CEO Founder LEXIA Insights & Solutions
It has only been a year for Joe Biden in the presidency and every day his management is deflating. What began with good omens and the right foot, thanks to the economic rescue package and a very high vaccination rate, has been losing steam day by day.
His main problem is that he is surrounded by too many powerful obstacles.
He won the presidency, but from the beginning he has not had too many springs and levers of power under his control. His capacity for maneuver is limited and he is not enough to carry out his program. In addition, the one that covers a lot, squeezes little and without a focus there is no light.
BIDEN FILIBUSTEREADO
With this neologism I want to highlight the insurmountable wall that he faces in the Senate, today made up of 50 senators from the Democratic side and 50 from the Republican side, plus the tiebreaker vote of Vice President Kamala Harris. Supposed majority that would allow him to carry out his agenda, however, he runs into the great obstacle of the filibuster, that procedural rule that requires the approval of 60 senators so that the initiative makes its way and can be voted on.
Being a procedural rule, it would be in the hands of the Democrats to discard it, but here two supposed allies, the Democratic senators from Arizona, Kyrsten Sinema, and from West Virginia, Joe Manchin, have radically opposed modifying it, arguing that it is a lock to avoid total polarization and the death of negotiated and agreed solutions with a bipartisan sense.
First Manchin ended the dreams of the Democratic progressive group by burying the colossal social package proposed by Biden in terms of social support and ambitious initiatives against climate change.

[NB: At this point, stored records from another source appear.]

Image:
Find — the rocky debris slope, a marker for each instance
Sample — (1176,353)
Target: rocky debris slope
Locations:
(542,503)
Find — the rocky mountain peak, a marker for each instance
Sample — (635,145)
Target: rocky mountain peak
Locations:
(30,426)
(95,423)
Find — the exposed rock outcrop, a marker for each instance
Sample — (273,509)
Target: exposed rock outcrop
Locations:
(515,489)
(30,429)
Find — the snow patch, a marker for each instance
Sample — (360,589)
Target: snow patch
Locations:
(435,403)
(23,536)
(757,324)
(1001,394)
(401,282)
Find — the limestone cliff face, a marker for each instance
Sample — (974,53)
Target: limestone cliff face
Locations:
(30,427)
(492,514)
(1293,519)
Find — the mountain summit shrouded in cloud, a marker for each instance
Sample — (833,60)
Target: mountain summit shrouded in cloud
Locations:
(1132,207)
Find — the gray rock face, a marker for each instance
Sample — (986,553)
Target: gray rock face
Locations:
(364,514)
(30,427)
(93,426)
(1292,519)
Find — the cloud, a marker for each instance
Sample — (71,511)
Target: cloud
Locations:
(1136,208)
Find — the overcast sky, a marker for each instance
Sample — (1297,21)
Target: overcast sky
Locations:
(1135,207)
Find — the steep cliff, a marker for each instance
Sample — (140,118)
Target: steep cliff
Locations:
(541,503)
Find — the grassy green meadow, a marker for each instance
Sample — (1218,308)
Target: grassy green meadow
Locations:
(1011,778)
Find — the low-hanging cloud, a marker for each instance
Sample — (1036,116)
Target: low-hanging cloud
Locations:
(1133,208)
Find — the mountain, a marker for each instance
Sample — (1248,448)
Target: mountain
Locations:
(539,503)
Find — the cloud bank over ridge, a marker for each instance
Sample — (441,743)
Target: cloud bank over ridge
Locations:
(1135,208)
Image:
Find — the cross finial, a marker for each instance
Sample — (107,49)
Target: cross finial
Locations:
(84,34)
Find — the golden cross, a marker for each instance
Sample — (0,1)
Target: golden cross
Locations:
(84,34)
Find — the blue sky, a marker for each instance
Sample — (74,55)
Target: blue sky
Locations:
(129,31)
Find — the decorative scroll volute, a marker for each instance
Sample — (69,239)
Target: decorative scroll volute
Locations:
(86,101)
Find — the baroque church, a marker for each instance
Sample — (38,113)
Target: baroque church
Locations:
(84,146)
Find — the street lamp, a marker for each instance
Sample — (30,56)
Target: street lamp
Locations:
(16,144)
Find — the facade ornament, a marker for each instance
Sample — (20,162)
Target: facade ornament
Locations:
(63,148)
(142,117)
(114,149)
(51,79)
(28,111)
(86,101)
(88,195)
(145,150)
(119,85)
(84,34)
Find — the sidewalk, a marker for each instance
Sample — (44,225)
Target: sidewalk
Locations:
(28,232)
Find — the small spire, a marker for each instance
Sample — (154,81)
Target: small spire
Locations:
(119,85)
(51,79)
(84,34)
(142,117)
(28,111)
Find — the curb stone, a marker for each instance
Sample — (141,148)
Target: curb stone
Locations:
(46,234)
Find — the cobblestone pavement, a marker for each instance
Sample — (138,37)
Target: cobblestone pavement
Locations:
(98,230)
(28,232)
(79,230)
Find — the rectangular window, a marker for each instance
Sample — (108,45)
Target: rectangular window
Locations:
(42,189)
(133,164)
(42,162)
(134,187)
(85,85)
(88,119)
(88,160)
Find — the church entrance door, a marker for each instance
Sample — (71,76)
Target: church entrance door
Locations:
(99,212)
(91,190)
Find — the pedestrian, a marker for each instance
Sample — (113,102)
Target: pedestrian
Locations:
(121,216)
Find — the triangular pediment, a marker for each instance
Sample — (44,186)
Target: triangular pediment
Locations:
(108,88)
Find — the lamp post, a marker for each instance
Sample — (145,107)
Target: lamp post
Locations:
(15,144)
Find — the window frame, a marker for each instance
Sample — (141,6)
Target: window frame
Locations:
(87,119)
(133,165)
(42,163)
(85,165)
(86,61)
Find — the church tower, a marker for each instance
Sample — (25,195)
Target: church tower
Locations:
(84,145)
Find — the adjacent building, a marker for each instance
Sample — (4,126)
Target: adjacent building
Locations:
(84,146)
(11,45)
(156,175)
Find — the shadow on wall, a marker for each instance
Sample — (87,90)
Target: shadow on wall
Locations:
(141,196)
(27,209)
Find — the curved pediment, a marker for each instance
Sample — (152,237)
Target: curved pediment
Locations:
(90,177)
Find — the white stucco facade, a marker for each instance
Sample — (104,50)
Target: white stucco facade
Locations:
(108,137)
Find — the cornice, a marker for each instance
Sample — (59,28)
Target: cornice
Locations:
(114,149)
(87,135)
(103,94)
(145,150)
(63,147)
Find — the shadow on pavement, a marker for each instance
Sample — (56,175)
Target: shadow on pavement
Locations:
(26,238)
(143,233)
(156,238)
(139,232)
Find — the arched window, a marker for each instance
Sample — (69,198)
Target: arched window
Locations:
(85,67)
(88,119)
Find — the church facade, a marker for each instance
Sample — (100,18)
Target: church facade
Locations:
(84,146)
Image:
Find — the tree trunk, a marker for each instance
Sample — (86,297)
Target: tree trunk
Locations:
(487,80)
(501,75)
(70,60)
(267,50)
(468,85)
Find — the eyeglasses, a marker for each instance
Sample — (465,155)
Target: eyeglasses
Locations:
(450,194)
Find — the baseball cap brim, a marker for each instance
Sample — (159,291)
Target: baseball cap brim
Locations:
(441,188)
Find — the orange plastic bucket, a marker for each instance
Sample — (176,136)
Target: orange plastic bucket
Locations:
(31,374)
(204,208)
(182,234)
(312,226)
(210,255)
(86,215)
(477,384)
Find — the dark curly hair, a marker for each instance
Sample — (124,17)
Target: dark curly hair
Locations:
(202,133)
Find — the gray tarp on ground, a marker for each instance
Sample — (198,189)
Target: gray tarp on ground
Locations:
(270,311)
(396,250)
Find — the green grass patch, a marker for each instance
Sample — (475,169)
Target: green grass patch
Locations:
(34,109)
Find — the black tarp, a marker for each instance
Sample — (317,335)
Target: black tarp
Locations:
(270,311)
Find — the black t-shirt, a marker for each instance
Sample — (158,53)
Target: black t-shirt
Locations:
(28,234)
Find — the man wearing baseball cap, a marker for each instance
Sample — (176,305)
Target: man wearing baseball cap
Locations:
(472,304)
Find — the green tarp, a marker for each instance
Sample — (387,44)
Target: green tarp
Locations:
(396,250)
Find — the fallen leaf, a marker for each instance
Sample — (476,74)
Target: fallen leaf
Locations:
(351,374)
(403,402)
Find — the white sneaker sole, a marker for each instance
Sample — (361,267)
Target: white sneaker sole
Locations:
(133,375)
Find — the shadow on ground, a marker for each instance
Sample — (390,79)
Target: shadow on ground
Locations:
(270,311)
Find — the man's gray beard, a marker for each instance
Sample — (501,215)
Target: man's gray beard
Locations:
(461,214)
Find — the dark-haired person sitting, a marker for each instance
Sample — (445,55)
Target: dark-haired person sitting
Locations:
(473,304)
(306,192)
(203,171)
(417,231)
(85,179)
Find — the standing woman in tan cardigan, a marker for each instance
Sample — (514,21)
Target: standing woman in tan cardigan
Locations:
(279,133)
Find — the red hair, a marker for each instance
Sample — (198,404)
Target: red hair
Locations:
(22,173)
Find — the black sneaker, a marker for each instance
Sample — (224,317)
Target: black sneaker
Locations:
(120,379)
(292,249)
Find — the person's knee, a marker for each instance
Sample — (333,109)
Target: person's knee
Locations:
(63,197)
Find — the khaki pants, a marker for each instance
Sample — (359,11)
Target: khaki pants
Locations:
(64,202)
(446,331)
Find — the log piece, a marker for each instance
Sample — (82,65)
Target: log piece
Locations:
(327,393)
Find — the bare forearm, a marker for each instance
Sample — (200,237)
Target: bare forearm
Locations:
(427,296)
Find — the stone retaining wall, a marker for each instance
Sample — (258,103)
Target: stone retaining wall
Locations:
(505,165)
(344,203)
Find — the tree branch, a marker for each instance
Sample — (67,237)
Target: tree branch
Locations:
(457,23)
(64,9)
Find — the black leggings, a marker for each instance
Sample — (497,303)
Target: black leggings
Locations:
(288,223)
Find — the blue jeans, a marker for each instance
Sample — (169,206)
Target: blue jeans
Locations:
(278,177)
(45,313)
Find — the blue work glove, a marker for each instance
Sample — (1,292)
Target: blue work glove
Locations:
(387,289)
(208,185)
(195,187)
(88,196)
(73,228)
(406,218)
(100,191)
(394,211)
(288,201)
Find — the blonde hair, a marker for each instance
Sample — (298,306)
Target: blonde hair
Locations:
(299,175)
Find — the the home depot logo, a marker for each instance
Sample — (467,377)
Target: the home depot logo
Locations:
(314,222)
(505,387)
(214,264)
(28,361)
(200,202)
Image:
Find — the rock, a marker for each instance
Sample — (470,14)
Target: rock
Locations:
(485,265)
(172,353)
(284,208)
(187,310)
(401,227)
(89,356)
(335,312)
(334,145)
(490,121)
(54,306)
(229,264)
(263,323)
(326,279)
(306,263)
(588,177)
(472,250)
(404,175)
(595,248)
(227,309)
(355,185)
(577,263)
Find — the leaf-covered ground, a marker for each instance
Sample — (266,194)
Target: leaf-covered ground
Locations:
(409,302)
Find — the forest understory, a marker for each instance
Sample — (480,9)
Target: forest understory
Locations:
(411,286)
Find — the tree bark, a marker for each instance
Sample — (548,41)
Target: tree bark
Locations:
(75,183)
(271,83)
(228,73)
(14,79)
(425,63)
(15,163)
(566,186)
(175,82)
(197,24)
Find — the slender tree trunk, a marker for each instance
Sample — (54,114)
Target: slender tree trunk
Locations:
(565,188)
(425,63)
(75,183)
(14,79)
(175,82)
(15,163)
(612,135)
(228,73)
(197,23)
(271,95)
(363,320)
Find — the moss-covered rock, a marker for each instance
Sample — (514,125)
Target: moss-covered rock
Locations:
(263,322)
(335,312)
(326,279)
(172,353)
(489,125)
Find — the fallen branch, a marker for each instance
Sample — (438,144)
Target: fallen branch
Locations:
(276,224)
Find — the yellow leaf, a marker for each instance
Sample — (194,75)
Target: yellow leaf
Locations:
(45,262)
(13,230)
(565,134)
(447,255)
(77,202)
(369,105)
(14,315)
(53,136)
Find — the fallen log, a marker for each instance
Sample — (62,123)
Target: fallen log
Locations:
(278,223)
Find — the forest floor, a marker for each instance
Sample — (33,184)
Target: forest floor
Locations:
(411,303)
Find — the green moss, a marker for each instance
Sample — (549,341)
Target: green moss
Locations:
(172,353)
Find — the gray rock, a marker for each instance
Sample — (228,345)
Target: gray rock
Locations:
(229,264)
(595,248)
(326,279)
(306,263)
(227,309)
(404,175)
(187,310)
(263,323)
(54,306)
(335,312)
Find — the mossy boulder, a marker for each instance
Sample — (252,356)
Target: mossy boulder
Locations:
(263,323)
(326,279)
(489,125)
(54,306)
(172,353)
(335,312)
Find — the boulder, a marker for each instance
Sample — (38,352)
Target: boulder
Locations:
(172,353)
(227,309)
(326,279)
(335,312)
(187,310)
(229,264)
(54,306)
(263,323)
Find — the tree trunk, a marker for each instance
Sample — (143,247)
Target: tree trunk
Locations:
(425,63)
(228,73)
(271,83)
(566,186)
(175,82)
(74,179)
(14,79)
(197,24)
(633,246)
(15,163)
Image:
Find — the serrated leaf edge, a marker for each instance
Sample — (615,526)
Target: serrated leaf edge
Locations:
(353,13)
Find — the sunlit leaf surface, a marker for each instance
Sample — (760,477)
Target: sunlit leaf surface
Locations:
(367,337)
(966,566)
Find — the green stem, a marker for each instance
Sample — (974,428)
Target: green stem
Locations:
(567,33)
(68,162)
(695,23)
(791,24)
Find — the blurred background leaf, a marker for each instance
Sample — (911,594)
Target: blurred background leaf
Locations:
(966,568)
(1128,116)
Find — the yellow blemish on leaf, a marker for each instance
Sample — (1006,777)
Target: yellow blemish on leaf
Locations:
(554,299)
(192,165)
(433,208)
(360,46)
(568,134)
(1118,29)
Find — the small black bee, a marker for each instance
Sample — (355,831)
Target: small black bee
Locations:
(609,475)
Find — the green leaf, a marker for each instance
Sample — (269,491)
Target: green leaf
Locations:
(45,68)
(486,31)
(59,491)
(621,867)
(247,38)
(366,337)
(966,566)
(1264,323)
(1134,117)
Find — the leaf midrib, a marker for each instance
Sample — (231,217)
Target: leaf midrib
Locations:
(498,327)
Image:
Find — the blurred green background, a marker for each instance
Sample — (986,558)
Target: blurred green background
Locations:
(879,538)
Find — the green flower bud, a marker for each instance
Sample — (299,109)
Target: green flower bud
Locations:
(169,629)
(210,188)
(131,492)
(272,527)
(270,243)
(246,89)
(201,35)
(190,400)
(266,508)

This week they have thrown away the proposal to modify the filibuster exclusively to give way to initiatives aimed at protecting the vote and counteracting all the tricks and scams that the Republicans are preparing in the states they dominate.
This greatly reduces Biden’s scope to create new laws and programs that make a difference and make his presidency something remarkable to remember.
The window of opportunity is closing above all because everything seems to indicate that the fragile majority in the House of Representatives (only 10 seats) is going to evaporate during the elections that come in November.
The historical pattern is that the president’s party loses many seats in the midterm elections of his first term (Obama lost 61 and Trump 42) and it will be enough for 6 to return to Republican control to further increase the ability to obstruct the Biden government. .
BIDEN PASSED
The size of the problems and the limited powers make a president look overwhelmed. The fronts multiply and submerge it in a host of bad news and unfulfilled expectations.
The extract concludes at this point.